Um exemplo disso é o recente acordo realizado entre Google e Microsoft. As duas empresas são grandes competidoras no mercado de computação em nuvem, e durante muito tempo o Google privilegiou o uso do sistema operacional Linux em sua oferta de servidores, em detrimento do sistema operacional Windows, da Microsoft.
Só que, no final de 2014, o Google passou a oferecer suporte para os softwares da Microsoft no Google Cloud Plataform. Com esse acordo, os clientes do Google vão poder usar as licenças dos softwares da Microsoft que já possuem. Isso representa um grande benefício para os clientes, uma vez que licenças de software representam uma parte dos custos enterrados que podem adiar a adoção da computação em nuvem por muitas empresas.
“Mantenha seus amigos por perto, mas os seus inimigos mais perto ainda.” (*)
A história do mercado de computação em nuvem que melhor expressa o conceito de coopetição é a da relação entre Salesforce e Oracle.
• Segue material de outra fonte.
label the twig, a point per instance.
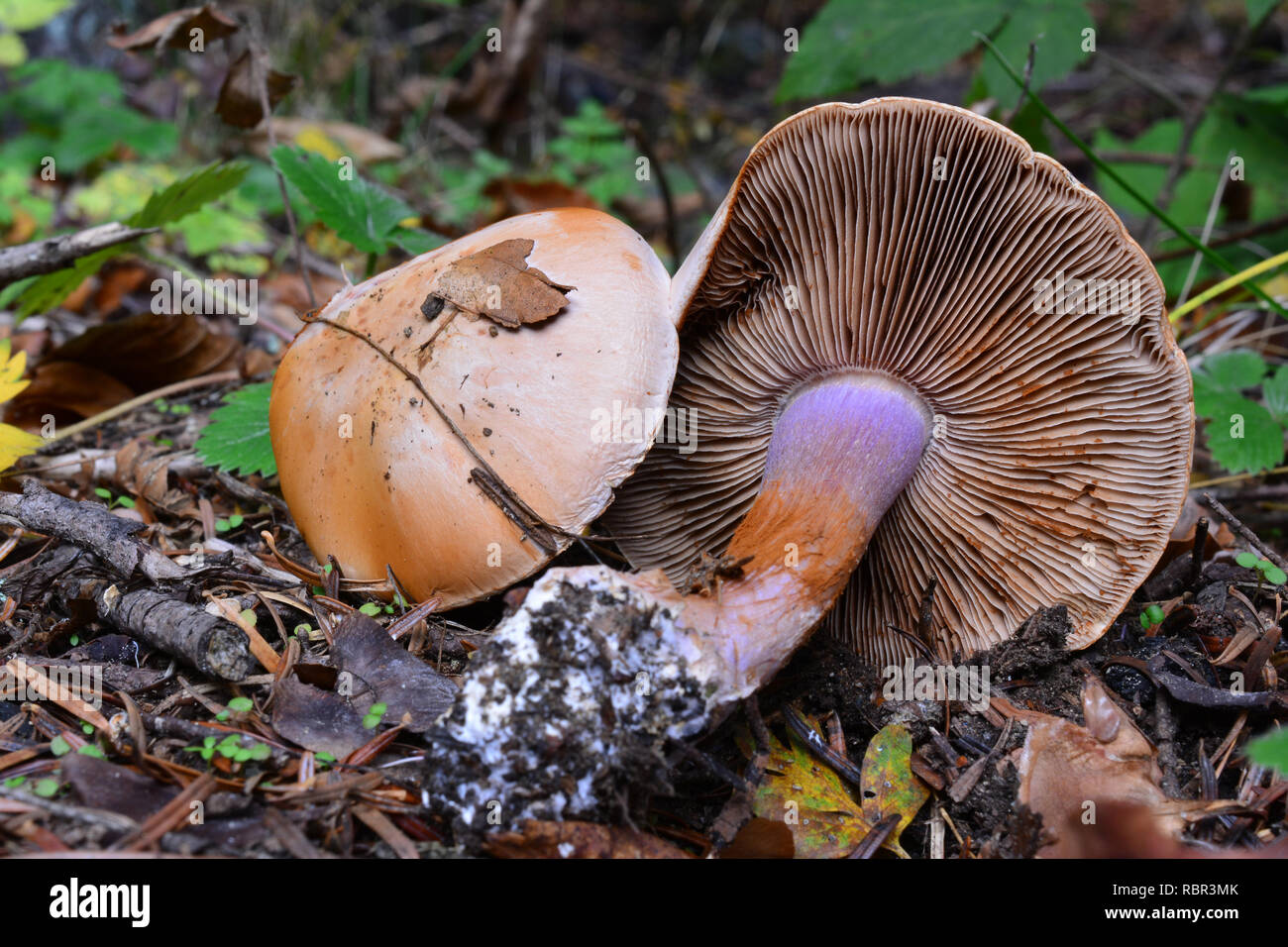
(56, 253)
(1197, 556)
(1219, 508)
(1194, 118)
(1024, 89)
(1214, 206)
(1270, 226)
(213, 646)
(258, 59)
(89, 526)
(673, 241)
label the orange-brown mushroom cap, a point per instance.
(912, 239)
(561, 410)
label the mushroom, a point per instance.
(912, 268)
(419, 434)
(892, 381)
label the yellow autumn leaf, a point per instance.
(14, 442)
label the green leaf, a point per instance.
(1055, 26)
(1271, 750)
(167, 205)
(360, 211)
(236, 438)
(855, 42)
(13, 51)
(29, 14)
(1258, 8)
(1225, 373)
(189, 193)
(1241, 436)
(1274, 393)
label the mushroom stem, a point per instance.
(842, 450)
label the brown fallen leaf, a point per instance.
(1069, 772)
(761, 838)
(143, 471)
(498, 283)
(240, 103)
(579, 840)
(68, 392)
(175, 29)
(150, 351)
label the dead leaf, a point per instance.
(175, 29)
(143, 471)
(761, 838)
(579, 840)
(412, 692)
(798, 789)
(888, 783)
(498, 283)
(149, 351)
(240, 103)
(317, 719)
(1068, 772)
(65, 390)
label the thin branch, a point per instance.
(56, 253)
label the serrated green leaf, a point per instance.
(236, 438)
(1274, 392)
(1241, 434)
(29, 14)
(168, 205)
(854, 42)
(1271, 750)
(189, 193)
(360, 211)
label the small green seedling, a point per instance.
(1271, 750)
(1266, 570)
(1151, 616)
(112, 502)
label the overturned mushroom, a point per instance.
(446, 419)
(883, 352)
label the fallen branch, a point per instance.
(90, 526)
(56, 253)
(168, 624)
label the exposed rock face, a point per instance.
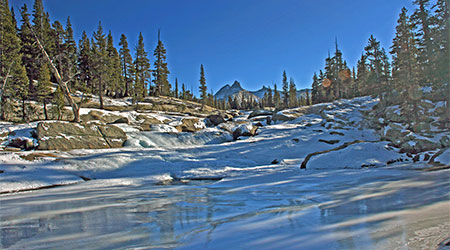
(260, 113)
(65, 136)
(190, 125)
(282, 117)
(246, 129)
(147, 122)
(22, 143)
(215, 120)
(95, 115)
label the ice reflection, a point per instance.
(339, 210)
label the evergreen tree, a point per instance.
(44, 88)
(141, 70)
(126, 62)
(116, 84)
(183, 92)
(85, 63)
(269, 97)
(161, 72)
(58, 103)
(276, 97)
(315, 90)
(285, 90)
(378, 75)
(176, 88)
(440, 56)
(70, 58)
(99, 66)
(27, 43)
(421, 19)
(292, 94)
(202, 88)
(361, 76)
(406, 67)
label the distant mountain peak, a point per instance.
(236, 85)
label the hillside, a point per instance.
(235, 91)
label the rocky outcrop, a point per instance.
(190, 125)
(282, 117)
(146, 122)
(65, 136)
(257, 113)
(104, 118)
(246, 129)
(214, 120)
(22, 143)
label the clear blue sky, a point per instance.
(251, 41)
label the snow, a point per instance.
(345, 199)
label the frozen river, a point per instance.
(290, 209)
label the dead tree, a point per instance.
(62, 84)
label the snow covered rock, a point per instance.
(67, 136)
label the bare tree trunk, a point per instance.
(100, 92)
(61, 83)
(2, 91)
(45, 110)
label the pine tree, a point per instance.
(126, 62)
(292, 94)
(161, 72)
(202, 88)
(285, 90)
(85, 63)
(406, 67)
(99, 62)
(59, 51)
(276, 97)
(176, 88)
(58, 103)
(440, 35)
(141, 70)
(27, 43)
(44, 88)
(315, 90)
(378, 75)
(116, 84)
(70, 58)
(183, 92)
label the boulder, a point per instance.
(259, 113)
(22, 143)
(246, 129)
(215, 120)
(121, 120)
(95, 115)
(146, 122)
(282, 117)
(66, 136)
(191, 125)
(445, 141)
(423, 145)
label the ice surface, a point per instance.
(346, 199)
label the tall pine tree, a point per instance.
(161, 72)
(202, 88)
(126, 62)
Em 2013, Marc Benioff (Salesforce) e Larry Ellison (Oracle) anunciaram uma parceria entre as duas empresas para integrar seus serviços de computação em nuvem. Esse acordo foi um choque para o mercado, uma vez que o relacionamento entre os dois CEOs estava longe de ser pacífico, e eram até mesmo conhecidos como “frenemies”: antigos amigos, atuais inimigos. Ellison foi mentor de Benioff na própria Oracle, de onde Benioff saiu para fundar a Salesforce. O CEO da Oracle foi um dos primeiros investidores que ajudaram a Salesforce a decolar, e esta, por sua vez, sempre foi um grande cliente da Oracle. Entretanto, ao longo do tempo a relação entre os dois foi degringolando.
A briga chegou ao limite de tensão em 2011, quando Ellison cancelou de última hora a palestra de Benioff no evento anual Oracle OpenWorld Conference. Benioff não titubeou: agendou uma entrevista, no mesmo horário que seria sua palestra na conferência, num hotel do outro lado da rua. O grande ponto de discórdia entre os dois era a estratégia adotada por cada empresa em relação à nuvem. Benioff advertiu o público a tomar cuidado com a “falsa nuvem”, Ellison rebateu e chamou a Salesforce de “o motel barato da computação em nuvem”.
Depois dos dois terem levado as coisas a esse ponto, como surgiu espaço para esse acordo? Porque inimigos, inimigos, negócios à parte. As duas empresas perceberam que o melhor que tinham a fazer era se unir para poder atender às exigências de seus clientes e criar uma infraestrutura que unisse as virtudes das soluções de ambas para fazer frente à concorrência.
Nos tempos atuais, em que mercados tradicionais rapidamente deixam de existir e modelos de negócio que foram bem sucedidos durante décadas parecem virar pó do dia para a noite, os participantes de cada segmento econômico devem levar em consideração que a presença de competidores dá razão de ser e legitimidade ao próprio mercado em que atuam. Mais do que buscar jogos de “soma-zero”, onde o ganho de um necessariamente representa a perda de outro, desenvolver uma visão ampliada que permita identificar oportunidades de cooperação para o progresso do mercado em si, e de cada participante dele, pode ser a melhor forma de garantir uma transição adequada rumo ao futuro. Competição e cooperação: por que não?